Hay dos discursos extremistas que suscitan confusión y
desánimo: los grupos que concentran sus ataques contra el liderazgo de María
Corina y los grupos que viven para matar la posibilidad de que Manuel Rosales
sea candidato. Unos y otros actúan, así sea desde buenos motivos, para
ocasionar el peor desenlace para este proceso: ayudar a la derrota electoral
del 80% de la población.
Para esclarecer la situación y simplificarla hay que tener un
candidato antes del 20 de abril. Ese es el paso indispensable para consolidar
la sólida inclinación a votar y hacerlo por un cambio de gobierno que inicie un
modelo de transición que permita realizar el programa de cambios con
estabilidad.
Eso requiere un candidato que cuente con votos y que pueda
lograr acuerdos con los demás poderes públicos e instituciones del Estado para
llevar a cabo pacíficamente la alternancia gubernamental. A estos fines es
fundamental la capacidad de interlocución del candidato con el gobierno y con
la Fuerza Armada como garante del cumplimiento de la Constitución Nacional.

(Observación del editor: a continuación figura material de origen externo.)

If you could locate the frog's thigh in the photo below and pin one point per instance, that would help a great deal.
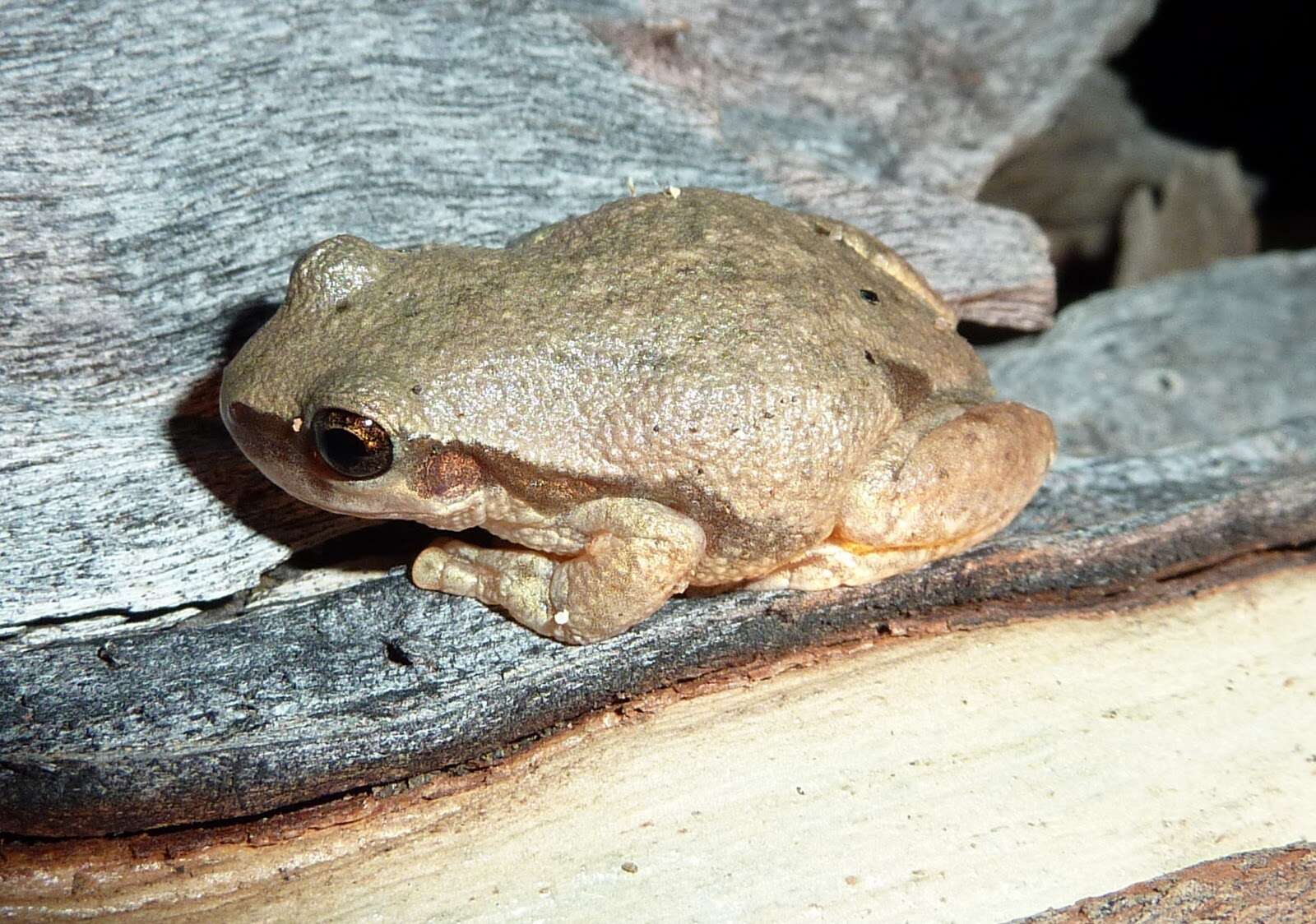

Se puede tener un juicio crítico sobre ese candidato o
aceptarlo con dudas, pero no hay que ponerse ningún pañuelo en la nariz para
respaldar al opositor que entre los inscritos, que es donde se le puede
escoger, aparezca como el mejor para ganarle a Maduro.
En este momento esa figura es Manuel Rosales. Es un
demócrata, un opositor partidario de una negociación con el poder, gobernador
del Estado con más votantes y miembro de uno de los partidos que como
integrante de la Plataforma Unitaria organizó las primarias.
Estuvo exiliado, preso, inhabilitado, ¿qué otros certificados
mostrarle a los que piden pureza?
Las acciones de María Corina para alimentar la esperanza
sobre su candidatura o la de la profesora Yoris no abonan a la efectividad de
la campaña electoral. No parece lógico mantener la incertidumbre hasta el 18 de
julio, a menos que se trate de un vuelvan caras.
Los partidos de la Plataforma Democrática deben darle a los
venezolanos una decisión antes del 20 de abril. Es un error apartar candidaturas que existen a nombre de candidaturas
que nunca van a existir en el actual proceso.